I didn't have my own sleeping bag, but I did have a blanket that I had been using when I slept in trees some nights. Andrea and Amy only had two sleeping bags and no one else had an extra, but they insisted that I take their second sleeping bag and they could share one. I felt like I had no choice to comply, but I would've been fine with just my blanket.

"Don't be stupid, take the sleeping bag. It's the least we can give you. You did help us out back in Atlanta," Andrea insisted.

"I didn't really do much. I did just as much as you guys did. Rick deserves the credit, it was his plan that got us out," I replied, trying to be modest.

"Well credit can be given where credit is due, but you and everyone else helped my sister get back here safely. I couldn't thank you enough for that," Amy said, smiling at me.

Andrea went over to her sleeping bag to rearrange it and said, "I'm exhausted, I think I'm gonna hit it. Long day."

I agreed with her and situated myself so that I was comfortable in the sleeping bag. Once we were all settled, Amy turned the lamp off.

I was exhausted. Today was such an eventful day, and I'd never really gotten a good night's sleep since everything went to hell. But still no sleep would come to me.
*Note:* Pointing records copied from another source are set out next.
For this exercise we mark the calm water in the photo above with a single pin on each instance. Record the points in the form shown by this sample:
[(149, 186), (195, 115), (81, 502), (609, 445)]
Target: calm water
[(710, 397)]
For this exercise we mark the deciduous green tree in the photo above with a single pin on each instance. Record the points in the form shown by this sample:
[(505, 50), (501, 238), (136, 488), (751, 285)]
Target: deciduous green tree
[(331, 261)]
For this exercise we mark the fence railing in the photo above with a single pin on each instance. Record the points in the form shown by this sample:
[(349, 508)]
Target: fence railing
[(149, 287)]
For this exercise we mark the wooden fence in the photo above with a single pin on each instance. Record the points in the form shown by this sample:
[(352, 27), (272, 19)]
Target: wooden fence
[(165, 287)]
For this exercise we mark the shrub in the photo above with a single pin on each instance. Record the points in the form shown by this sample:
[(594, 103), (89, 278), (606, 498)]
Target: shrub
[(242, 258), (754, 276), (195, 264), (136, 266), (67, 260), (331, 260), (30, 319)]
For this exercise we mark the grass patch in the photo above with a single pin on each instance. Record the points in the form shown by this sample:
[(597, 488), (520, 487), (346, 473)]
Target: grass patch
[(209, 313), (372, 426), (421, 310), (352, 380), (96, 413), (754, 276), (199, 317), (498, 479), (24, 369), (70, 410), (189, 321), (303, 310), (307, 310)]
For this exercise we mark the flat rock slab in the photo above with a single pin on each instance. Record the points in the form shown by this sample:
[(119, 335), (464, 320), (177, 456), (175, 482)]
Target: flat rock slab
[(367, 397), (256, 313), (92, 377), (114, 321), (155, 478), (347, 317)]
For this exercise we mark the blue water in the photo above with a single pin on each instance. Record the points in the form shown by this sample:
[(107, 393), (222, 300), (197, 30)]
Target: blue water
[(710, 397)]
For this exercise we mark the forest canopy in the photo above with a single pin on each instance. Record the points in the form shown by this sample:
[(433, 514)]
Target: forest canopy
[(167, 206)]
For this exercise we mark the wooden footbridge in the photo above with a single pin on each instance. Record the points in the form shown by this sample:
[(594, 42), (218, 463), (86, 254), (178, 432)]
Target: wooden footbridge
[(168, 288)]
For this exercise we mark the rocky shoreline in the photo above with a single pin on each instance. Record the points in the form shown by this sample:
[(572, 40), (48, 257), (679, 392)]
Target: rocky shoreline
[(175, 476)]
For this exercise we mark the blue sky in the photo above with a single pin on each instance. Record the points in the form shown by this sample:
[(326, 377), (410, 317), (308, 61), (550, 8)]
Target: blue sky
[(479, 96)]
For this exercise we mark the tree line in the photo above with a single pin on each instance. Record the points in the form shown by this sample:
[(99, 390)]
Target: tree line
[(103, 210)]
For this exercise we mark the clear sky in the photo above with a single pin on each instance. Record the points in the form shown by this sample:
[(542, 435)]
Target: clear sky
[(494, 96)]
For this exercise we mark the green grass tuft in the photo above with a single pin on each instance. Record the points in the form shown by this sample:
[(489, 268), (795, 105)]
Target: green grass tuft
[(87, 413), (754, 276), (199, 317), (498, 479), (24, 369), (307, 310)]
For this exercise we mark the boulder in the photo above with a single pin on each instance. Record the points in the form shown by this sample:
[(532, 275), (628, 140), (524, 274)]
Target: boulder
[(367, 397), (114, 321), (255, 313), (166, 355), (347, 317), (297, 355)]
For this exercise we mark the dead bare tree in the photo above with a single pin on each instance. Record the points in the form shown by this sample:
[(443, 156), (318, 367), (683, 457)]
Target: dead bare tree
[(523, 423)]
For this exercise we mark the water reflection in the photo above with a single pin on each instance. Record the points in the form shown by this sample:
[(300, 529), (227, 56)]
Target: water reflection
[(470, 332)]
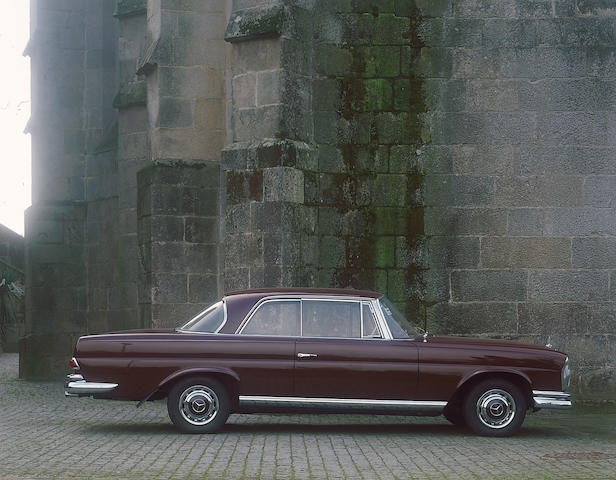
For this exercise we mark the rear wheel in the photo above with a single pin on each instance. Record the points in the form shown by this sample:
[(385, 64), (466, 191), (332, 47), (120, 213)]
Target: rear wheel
[(494, 408), (198, 405)]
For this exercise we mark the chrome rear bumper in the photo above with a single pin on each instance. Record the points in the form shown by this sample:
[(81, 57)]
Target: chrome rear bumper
[(76, 386), (547, 399)]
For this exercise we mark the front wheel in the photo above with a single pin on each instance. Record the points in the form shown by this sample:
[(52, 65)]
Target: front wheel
[(198, 405), (494, 408)]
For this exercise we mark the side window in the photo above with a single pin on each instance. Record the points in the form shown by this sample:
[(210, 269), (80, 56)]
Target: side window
[(370, 328), (324, 318), (275, 318)]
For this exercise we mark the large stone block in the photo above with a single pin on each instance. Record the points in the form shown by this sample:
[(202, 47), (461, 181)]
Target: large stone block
[(483, 159), (541, 252), (483, 9), (442, 190), (544, 62), (489, 319), (580, 221), (505, 33), (201, 230), (573, 128), (488, 285), (600, 191), (453, 252), (332, 252), (597, 253), (487, 127), (202, 288), (557, 159), (568, 285), (465, 221), (553, 191), (552, 319), (525, 222), (283, 184)]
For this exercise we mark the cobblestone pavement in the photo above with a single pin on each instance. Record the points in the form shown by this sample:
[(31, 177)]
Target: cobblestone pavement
[(44, 435)]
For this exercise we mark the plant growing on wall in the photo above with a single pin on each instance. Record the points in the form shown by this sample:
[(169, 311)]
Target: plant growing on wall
[(11, 293)]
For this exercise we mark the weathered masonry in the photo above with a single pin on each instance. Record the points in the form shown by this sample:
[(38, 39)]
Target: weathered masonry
[(459, 156)]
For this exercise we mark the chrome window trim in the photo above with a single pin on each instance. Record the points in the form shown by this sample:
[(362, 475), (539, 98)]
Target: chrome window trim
[(324, 298), (381, 317), (202, 313), (376, 321), (262, 302)]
The minutes turned into hours, and I continued to toss and turn. Normally I would drift in and out of sleep for an hour or so at a time, but tonight I couldn't get a wink.

After a few hours I gave up. As quietly as I could, I slipped out of the sleeping bag and out of the tent. I walked over to the logs set up around the extinguished campfire. I sat down on the same log I had earlier, and looked up at the sky. I tried to find the moon but the sky was still clouded and I could hear thunder in the distance. Without the moonlight it was pretty dark.

However there was a light coming from the top of the RV. Someone was on watch duty, but I couldn't tell who from this distance.

The thunder rumbling in the distance became louder and more frequent. The storm was much closer now. It could've probably rained at any second.

I heard a voice from the top of the RV. "Why don't you run along back to your tent now missy, wouldn't want to get caught in the rain would you?"

Shane. Great. Without even replying, I stood up and turned around, marching off back to Andrea and Amy's tent.

"Hey! Bridget, come back! I wanted to talk to you!" Shane called out.

I stopped walking. I turned back around and slowly walked up to the RV. I crossed my arms, shifted my weight to one leg, and looked up at Shane. I didn't feel like dealing with him now.

"What," I said sharply.

"I just wanted to know how you enjoyed your first night at camp? It's important that you enjoyed it, especially if you're going to be hanging with us now," Shane said. He sounded sincere, and I wanted to believe that he was, but I tried not to buy into it.

"It was fine, thank you," I replied. "Anything else?"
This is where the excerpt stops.